Issue http://www.w3.org/2000/03/rdf-tracking/#rdfms-xml-literal-namespaces
  [[
    * the exact form of the string value corresponding to any given
      XML Literal within RDF/XML is implementation dependent.

    * the string value is well-balanced XML

    * taking the exclusive canonicalization of both the original XML
      Literal in its containing document, and the string value of the
      literal produce the same character string. (this will be used
      as the basis for test cases)

    * the canonicalization above is without comments i.e.
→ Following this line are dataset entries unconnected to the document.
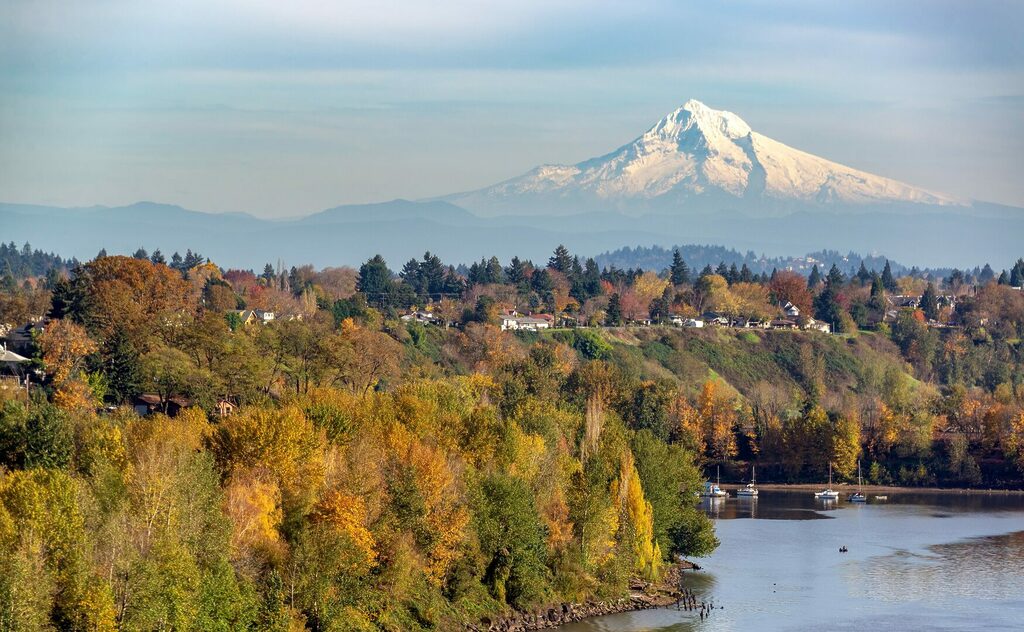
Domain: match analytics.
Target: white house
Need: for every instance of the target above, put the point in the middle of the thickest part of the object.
(255, 316)
(519, 323)
(820, 326)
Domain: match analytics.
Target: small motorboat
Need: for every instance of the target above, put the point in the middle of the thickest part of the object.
(827, 494)
(714, 490)
(750, 490)
(858, 496)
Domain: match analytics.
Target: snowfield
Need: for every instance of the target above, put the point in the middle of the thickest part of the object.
(698, 152)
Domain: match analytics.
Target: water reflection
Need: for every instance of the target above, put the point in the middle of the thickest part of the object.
(986, 567)
(915, 561)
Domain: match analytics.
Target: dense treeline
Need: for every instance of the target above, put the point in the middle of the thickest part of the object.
(340, 467)
(18, 263)
(372, 475)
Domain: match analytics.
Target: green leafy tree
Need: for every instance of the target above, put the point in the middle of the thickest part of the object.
(613, 314)
(679, 272)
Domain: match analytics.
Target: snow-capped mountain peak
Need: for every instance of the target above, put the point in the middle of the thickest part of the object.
(692, 156)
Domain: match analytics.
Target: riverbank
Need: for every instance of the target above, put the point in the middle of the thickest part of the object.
(868, 489)
(643, 595)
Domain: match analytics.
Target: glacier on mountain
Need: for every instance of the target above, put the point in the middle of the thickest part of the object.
(696, 155)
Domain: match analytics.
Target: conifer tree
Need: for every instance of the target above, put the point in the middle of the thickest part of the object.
(888, 281)
(679, 272)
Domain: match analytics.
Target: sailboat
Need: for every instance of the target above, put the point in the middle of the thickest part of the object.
(828, 494)
(714, 490)
(858, 496)
(750, 490)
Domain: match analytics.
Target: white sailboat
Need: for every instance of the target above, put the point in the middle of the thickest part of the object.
(714, 490)
(828, 494)
(750, 490)
(858, 496)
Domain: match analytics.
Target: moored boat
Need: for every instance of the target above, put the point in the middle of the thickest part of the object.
(858, 496)
(827, 494)
(714, 490)
(750, 490)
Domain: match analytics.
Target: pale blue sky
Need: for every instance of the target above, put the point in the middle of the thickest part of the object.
(287, 108)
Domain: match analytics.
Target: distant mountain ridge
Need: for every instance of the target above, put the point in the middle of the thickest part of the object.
(697, 159)
(698, 175)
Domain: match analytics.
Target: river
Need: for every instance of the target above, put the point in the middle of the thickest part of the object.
(915, 561)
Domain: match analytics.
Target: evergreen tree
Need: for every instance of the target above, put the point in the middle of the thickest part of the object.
(930, 303)
(122, 367)
(411, 275)
(835, 278)
(495, 274)
(516, 271)
(862, 275)
(561, 260)
(888, 281)
(826, 306)
(613, 316)
(679, 272)
(374, 280)
(745, 276)
(733, 275)
(815, 278)
(541, 282)
(986, 276)
(1017, 274)
(659, 307)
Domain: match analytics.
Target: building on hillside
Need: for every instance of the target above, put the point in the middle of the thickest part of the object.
(425, 318)
(513, 322)
(904, 300)
(224, 408)
(255, 317)
(147, 404)
(783, 324)
(820, 326)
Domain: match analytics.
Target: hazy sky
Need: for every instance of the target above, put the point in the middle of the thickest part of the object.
(283, 108)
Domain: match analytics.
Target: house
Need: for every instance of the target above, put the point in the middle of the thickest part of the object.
(10, 362)
(513, 322)
(419, 316)
(904, 300)
(18, 339)
(147, 404)
(251, 317)
(224, 408)
(820, 326)
(783, 324)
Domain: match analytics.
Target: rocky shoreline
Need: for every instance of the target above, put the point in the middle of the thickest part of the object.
(643, 595)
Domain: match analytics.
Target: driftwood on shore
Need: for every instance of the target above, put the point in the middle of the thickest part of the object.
(643, 595)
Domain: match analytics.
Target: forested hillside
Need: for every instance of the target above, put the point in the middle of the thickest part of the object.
(339, 449)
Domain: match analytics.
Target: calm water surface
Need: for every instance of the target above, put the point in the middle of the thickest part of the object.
(916, 561)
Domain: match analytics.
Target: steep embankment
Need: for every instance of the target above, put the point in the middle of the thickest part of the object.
(747, 359)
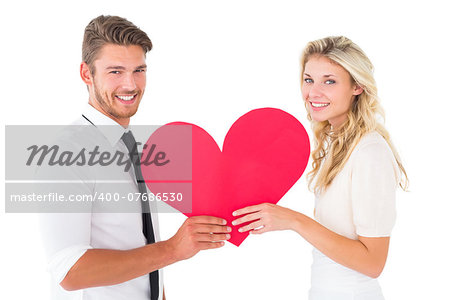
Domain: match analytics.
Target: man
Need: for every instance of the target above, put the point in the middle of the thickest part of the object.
(106, 255)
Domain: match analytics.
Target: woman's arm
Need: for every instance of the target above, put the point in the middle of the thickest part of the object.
(365, 255)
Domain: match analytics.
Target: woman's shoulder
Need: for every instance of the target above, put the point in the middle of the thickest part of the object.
(373, 146)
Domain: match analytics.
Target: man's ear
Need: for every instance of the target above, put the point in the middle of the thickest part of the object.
(86, 74)
(357, 90)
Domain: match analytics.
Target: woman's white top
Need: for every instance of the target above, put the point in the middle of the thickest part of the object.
(359, 202)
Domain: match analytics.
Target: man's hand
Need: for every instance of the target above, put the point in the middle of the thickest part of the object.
(199, 233)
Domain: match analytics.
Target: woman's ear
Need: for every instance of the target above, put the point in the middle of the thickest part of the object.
(357, 90)
(86, 74)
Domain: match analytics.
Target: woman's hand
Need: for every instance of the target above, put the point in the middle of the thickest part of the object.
(265, 217)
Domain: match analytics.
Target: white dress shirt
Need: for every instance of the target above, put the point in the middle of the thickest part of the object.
(67, 236)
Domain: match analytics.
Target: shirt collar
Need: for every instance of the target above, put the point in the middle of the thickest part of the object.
(112, 130)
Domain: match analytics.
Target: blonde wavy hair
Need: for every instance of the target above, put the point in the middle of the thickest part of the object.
(338, 143)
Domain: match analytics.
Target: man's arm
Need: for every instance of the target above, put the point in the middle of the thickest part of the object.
(101, 267)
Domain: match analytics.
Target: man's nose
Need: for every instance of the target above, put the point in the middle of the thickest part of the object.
(129, 82)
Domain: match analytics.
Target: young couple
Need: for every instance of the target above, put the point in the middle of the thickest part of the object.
(355, 173)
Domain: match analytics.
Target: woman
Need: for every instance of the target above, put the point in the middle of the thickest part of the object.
(355, 172)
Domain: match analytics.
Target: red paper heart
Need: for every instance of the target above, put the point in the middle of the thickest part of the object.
(264, 153)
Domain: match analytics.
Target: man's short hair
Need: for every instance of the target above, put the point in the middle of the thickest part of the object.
(111, 30)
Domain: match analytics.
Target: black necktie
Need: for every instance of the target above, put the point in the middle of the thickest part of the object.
(147, 227)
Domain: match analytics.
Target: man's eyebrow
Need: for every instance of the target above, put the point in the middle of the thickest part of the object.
(115, 68)
(144, 66)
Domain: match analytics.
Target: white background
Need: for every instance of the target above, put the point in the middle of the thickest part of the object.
(212, 62)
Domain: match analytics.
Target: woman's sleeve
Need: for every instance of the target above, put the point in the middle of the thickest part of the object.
(373, 187)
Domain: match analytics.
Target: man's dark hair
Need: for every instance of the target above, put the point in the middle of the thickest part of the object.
(111, 30)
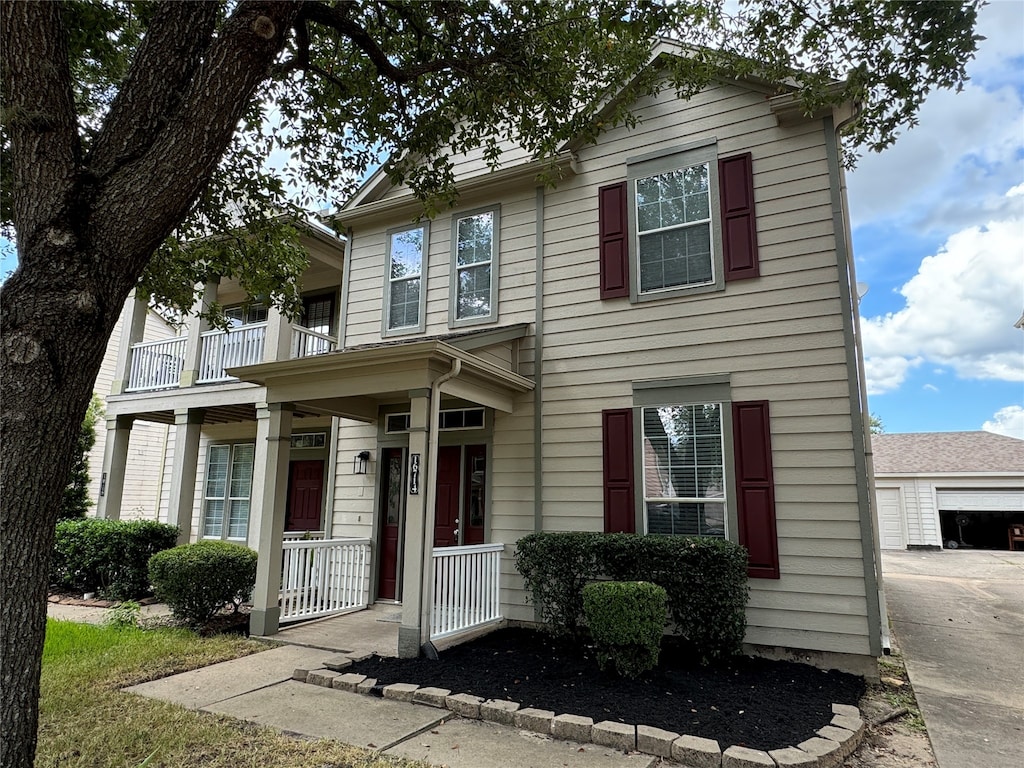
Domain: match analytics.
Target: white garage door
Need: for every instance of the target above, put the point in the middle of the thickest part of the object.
(981, 501)
(890, 519)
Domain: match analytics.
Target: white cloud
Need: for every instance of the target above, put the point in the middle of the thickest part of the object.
(951, 170)
(958, 311)
(1008, 421)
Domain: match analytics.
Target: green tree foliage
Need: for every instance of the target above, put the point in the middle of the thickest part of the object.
(76, 502)
(876, 424)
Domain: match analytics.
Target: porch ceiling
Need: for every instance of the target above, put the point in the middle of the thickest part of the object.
(353, 383)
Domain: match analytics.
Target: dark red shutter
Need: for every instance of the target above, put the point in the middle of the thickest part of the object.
(739, 231)
(616, 429)
(614, 247)
(755, 486)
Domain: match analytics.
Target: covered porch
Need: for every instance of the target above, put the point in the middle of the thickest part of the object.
(444, 590)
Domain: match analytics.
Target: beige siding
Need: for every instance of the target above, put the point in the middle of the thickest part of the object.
(779, 338)
(143, 472)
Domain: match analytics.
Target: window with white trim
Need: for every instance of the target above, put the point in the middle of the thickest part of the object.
(684, 476)
(674, 232)
(404, 296)
(474, 267)
(227, 491)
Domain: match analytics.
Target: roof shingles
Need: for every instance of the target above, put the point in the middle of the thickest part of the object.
(927, 453)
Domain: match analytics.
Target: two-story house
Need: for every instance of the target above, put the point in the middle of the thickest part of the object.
(665, 342)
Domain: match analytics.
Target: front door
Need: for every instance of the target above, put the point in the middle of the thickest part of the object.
(392, 501)
(305, 488)
(449, 486)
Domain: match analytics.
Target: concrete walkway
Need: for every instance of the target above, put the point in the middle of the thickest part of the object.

CONFORMANCE
      should be tested by canonicalizing without comments; comments
      may be included in the string representation of a literal

   ]]
   -- decided http://lists.w3.org/Archives/Public/w3c-rdfcore-wg/2002Mar/0235.html


http://www.w3.org/2001/sw/RDFCore/20020225-f2f/
"Notes from I18N/RDFCore Meeting"

 * 18N agree that RDFCore requires a transitive string comparison
   algorithm and requests that the specs do not mislead application
   developers into thinking they are not permitted to implement a more
   flexible string matching algorithm, e.g. on queries.

 * I18N found the proposed solution of literals being a pair of a
   string and a language tag acceptable.


Some discussion of the literal equality stuff proposed by John Cowan:

  [[
  Literals are equal iff:

  1) the strings are equal, and
  2a) at least one string does not have a tag, or
  2b) one tag is a prefix of the other within the meaning of RFC 3066
       (i.e. "fr"/French is not a prefix of "fry"/Frisian but is a prefix
       of "FR-CA"/Canadian French).
  ]]

  -- http://lists.w3.org/Archives/Public/w3c-rdfcore-wg/2002Feb/0653.html

but we backed off from the prefix stuff, allowing applications to be
more permissive on matching language tags while letting RDF just use
simple (case-independent) equality.

======================================================================

Trying to summarise

  An RDF literal consists of three components:

  * [literal-value]
    A fully normalized Unicode string.

  * [literal-is-XML]
    A representation of the parseType, which is a single bit.
    If the bit is set, the [literal-value] must be interpreted
    as serialized XML rather a sequence of Unicode characters.

  * [literal-language]
    A language indicator string

  Constraints

    On [literal-language]

      * Any allowed xml:lang content as defined in
        http://www.w3.org/TR/REC-xml#sec-lang-tag

    For XML literals; that is, when [literal-is-XML] is set.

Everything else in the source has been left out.